Ginsburg and Scott both later went on to work with dogs, Scott proving by crossing experiments between cocker spaniels and African basenjis that play-fighting in puppies is controlled by two genes that regulate the threshold for aggression.²⁴ But it did not need science to prove the inheritance of behaviour in dogs: that was old news to dog-breeders. The point of dogs is that they come in different behavioural types: retrievers, pointers, setters, shepherds, terriers, poodles, bulldogs, wolfhounds – their very names denote the fact that they have instincts bred into them. And those instincts are innate. A retriever cannot be trained to guard livestock and a guard dog cannot be trained to herd sheep. It’s been tried. In the process of domestication, dogs have kept incomplete or exaggerated elements of wolf behaviour development. A wolf will stalk, chase, pounce, grab, kill, dissect, and carry food, and a wolf pup will practise each of these activities in turn as it grows up. Dogs are wolf pups frozen in the practising stage. Collies and pointers are stuck in the stalking stage; retrievers are stuck with carrying and pit bulls with biting: each is a frozen mixture of different wolf-pup themes. Is it in their genes? You bet: ‘Breed-specific behaviours are irrefutable,’ says dog chronicler Stephen Budiansky firmly.²⁵

Or go ask the cattle-breeders. I have in front of me a catalogue of dairy bulls designed to entice me into ordering some semen by mail. In enormous detail it describes the quality and shape of the bull’s udder and teats, its milk-producing ability, its milking speed and even its temperament. But surely, you point out, bulls don’t have udders? On every page there is a picture of a cow, not a bull. What the catalogue is referring to is not the bull himself but his daughters. ‘Zidane, the Italian No 1,’ it boasts, ‘improves frame traits and fixes on tremendous rumps with ideal slope. He is particularly impressive in his feet and leg composites with excellent set and terrific depth of heel.

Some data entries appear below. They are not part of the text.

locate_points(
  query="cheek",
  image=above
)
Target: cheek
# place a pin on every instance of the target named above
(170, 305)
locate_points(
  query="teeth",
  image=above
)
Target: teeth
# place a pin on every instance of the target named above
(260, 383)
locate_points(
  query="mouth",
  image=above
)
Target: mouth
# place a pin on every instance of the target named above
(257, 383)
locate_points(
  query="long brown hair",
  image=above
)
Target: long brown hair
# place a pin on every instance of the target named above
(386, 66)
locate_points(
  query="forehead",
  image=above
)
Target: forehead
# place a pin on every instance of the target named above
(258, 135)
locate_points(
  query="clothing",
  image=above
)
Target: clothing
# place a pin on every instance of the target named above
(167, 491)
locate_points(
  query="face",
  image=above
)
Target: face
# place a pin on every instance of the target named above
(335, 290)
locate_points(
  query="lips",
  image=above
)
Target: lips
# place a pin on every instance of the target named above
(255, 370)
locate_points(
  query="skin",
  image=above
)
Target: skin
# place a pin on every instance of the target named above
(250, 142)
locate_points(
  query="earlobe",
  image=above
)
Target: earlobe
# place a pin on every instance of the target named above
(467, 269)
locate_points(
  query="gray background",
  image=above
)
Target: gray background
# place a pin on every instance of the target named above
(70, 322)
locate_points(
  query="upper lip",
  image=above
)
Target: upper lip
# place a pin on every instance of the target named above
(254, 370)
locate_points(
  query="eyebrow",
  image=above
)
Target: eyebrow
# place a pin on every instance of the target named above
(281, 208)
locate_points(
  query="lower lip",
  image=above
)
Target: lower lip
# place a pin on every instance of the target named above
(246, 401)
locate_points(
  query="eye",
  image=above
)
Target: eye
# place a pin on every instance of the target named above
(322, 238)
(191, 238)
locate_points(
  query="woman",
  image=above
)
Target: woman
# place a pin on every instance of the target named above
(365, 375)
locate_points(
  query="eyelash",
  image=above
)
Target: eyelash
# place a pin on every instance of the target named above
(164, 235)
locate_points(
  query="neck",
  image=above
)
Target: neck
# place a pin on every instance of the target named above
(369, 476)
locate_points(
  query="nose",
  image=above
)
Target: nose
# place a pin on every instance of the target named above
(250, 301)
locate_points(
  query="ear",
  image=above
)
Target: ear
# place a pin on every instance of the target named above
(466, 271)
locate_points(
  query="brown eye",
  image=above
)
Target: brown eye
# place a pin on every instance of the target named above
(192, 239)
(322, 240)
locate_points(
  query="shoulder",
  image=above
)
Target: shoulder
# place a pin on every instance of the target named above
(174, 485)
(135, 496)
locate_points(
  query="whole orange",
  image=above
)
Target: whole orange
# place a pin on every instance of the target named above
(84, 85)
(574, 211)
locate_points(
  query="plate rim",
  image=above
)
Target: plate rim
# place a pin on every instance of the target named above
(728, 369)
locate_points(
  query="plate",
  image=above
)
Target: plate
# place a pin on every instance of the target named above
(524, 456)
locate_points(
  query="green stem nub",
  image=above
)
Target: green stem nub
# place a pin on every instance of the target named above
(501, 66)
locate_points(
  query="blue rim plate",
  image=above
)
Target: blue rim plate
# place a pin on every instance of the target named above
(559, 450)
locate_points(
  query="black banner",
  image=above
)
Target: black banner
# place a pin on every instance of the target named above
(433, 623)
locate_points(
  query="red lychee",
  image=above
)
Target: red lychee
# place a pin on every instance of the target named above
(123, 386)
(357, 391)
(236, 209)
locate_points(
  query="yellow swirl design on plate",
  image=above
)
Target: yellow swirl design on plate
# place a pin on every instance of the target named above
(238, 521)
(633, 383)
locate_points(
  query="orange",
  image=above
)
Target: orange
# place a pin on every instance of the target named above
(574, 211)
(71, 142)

He leaves faultless udders, which are snugly attached with deep clefts.’ The characters are all female, but the attribution is to the sire. Perhaps I would prefer to buy a straw of semen from Terminator, whose daughters have ‘great teat placement’, or Igniter, a bull that is a ‘milking speed specialist’ whose daughters ‘display great dairy character’. I might wish to avoid Moet Flirt Freeman, because although his daughters have ‘tremendous width across the chest’ and give more milk than their mothers did, the small print admits they are also slightly ‘below average’ in temperament – which probably means that they tend to kick out when being milked. They are also slow milkers.²⁶

The point is that cattle-breeders have no qualms about attributing behaviour to genes, just as they attribute anatomy to genes. Minute differences in the behaviour of cows they confidently ascribe to the semen that arrived through the mail. Human beings are not cows. Admitting instinct in cows does not prove that human beings are also ruled by instinct, of course. But it demolishes the assumption that because behaviour is complex or subtle, it cannot be instinctive. Such a comforting illusion is still rife within the social sciences; yet no zoologist who has studied animal behaviour could believe that complex behaviour cannot be innate.